イルハン朝の解体
出典: フリー百科事典『ウィキペディア(Wikipedia)』 (2022/04/04 21:49 UTC 版)
アブー・サイードが陣没したとき、ラシードゥッディーンの息子で宰相のギヤースッディーン(英語版)は、フレグの弟アリクブケの玄孫にあたる遠縁の王族アルパ・ケウンをハンに推戴させた。しかし、アルパ・ハンは即位からわずか半年後の1336年、彼に反対するオイラト部族のアリー・パーディシャーに敗れて殺害された。以来イランは様々な家系に属するチンギス・カンの子孫が有力部族の将軍たちに擁立されて次々とハンに改廃される混乱の時代に入った。 アリー・パーディシャーはバイドゥの孫のムーサーを擁立したが、ジャライル部のハサン・ブズルグ(大ハサン)が取って替わりフレグの子モンケ・テムルの玄孫であるムハンマドを擁立した。一方でホラーサーンではチンギス・カンの弟ジョチ・カサルの後裔であるトガ・テムルが周辺諸侯からハンと認められつつあり、逃げのびたムーサ―と反乱を起こした。これは失敗に終わったが、大ハサンもすぐにチョバン家のシャイフ・ハサン(小ハサン)に敗れて傀儡の君主であるムハンマドを失った。小ハサンが一族のサティ・ベクを女王として擁立すると大ハサンはこれに対抗してトガ・テムルをハンとして認めて擁立した。一時はトガ・テムルとサティを結婚させる案も出たが流れてしまい、トガ・テムルを見限った大ハサンはゲイハトゥの孫のジハーン・テムルをハンに擁立。小ハサンもフレグの子イシムトの後裔のスライマーンを老齢のサティと結婚させてハンに擁立した。抗争に勝利した小ハサンが1343年に暗殺されるとスライマーンはサティと共に混乱するチョバン家へ大ハサンの介入を求めた。しかしこれは失敗し、ハンたちは小ハサンの弟のアシュラフに追放されてしまった。以降はアヌシルワンという名の家系不明で実体すら定かでないハンが立てられる。1357年にチョバン家がアゼルバイジャンを巡ってジョチ・ウルスに滅ぼされるとイルハン朝は完全に滅亡した。 一方でホラーサーンを支配していたトガ・テムルは周辺諸侯から1350年前後まではハンと認められ続け、一度は見限った大ハサンもチョバン家に対抗して1344年までは改めてトガ・テムルをハンと認めていた。1353年、乱立したハンの中で最後まで生き残っていたトガ・テムルが殺害され、イランからはチンギス・カン一門の君主は消滅した。
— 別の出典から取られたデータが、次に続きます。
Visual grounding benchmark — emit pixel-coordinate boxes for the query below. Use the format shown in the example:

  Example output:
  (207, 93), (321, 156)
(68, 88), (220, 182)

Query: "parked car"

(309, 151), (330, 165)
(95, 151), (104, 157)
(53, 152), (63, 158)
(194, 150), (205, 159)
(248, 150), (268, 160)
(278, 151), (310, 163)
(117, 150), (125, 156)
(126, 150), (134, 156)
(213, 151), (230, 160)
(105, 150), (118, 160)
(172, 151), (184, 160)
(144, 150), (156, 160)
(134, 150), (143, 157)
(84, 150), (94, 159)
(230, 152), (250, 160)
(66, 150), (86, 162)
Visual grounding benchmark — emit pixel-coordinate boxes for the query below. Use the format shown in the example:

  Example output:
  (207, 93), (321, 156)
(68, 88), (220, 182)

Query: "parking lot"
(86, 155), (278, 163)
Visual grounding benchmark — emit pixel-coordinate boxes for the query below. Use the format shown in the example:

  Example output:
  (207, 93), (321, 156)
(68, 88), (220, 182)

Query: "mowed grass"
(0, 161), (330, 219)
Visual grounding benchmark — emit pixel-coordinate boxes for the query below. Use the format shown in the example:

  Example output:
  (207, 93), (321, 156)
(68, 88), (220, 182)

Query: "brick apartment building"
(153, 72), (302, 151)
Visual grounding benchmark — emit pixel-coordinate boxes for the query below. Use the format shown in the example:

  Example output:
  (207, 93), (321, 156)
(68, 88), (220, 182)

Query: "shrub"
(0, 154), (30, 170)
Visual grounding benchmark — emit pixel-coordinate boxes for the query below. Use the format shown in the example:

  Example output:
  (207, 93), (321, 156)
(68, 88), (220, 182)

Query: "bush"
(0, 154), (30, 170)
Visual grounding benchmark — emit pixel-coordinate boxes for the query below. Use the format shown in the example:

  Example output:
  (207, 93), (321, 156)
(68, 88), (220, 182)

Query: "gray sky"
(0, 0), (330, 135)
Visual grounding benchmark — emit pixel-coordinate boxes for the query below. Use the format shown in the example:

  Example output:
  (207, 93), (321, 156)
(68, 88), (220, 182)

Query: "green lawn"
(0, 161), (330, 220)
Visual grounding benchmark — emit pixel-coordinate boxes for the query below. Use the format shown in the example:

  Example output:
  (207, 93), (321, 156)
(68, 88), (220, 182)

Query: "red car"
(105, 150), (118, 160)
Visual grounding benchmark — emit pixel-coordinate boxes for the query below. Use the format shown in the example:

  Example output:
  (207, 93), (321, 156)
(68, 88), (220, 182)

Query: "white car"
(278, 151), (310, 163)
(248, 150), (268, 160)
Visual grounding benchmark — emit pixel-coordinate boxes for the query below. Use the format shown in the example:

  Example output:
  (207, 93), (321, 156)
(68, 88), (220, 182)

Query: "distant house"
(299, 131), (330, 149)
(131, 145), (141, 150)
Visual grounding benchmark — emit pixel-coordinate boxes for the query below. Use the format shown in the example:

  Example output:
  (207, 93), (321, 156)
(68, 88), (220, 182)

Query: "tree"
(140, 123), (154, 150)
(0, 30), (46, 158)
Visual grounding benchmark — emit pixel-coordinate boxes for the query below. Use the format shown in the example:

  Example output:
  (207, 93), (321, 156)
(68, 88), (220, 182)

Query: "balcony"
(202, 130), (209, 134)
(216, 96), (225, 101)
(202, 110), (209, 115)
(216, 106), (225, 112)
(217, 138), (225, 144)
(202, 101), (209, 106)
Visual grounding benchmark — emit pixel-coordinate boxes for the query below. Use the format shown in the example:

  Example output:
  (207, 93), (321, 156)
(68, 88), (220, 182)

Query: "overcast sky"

イラクでも大ハサンが1356年に死去すると次代のシャイフ・ウヴァイスは傀儡を立てずに自らハンに即位してジャライル朝を建国してジョチ・ウルスに滅ぼされたチョバン家領を併合していった こうしたアブー・サイード死去以来の混乱で、イランの各地にはムザッファル朝、インジュー朝、クルト朝、サルバダール政権、ギーラーン、マーザーダラーン諸政権など遊牧部族と土着イラン人による様々な王朝が自立していった。アナトリアも同様でルーム・セルジューク朝時代から分離傾向にあったベイリクやトゥルクマーン諸政権が乱立した。これらは1381年に始まるティムールのイラン遠征によりティムール朝の支配下に組み入れられていった。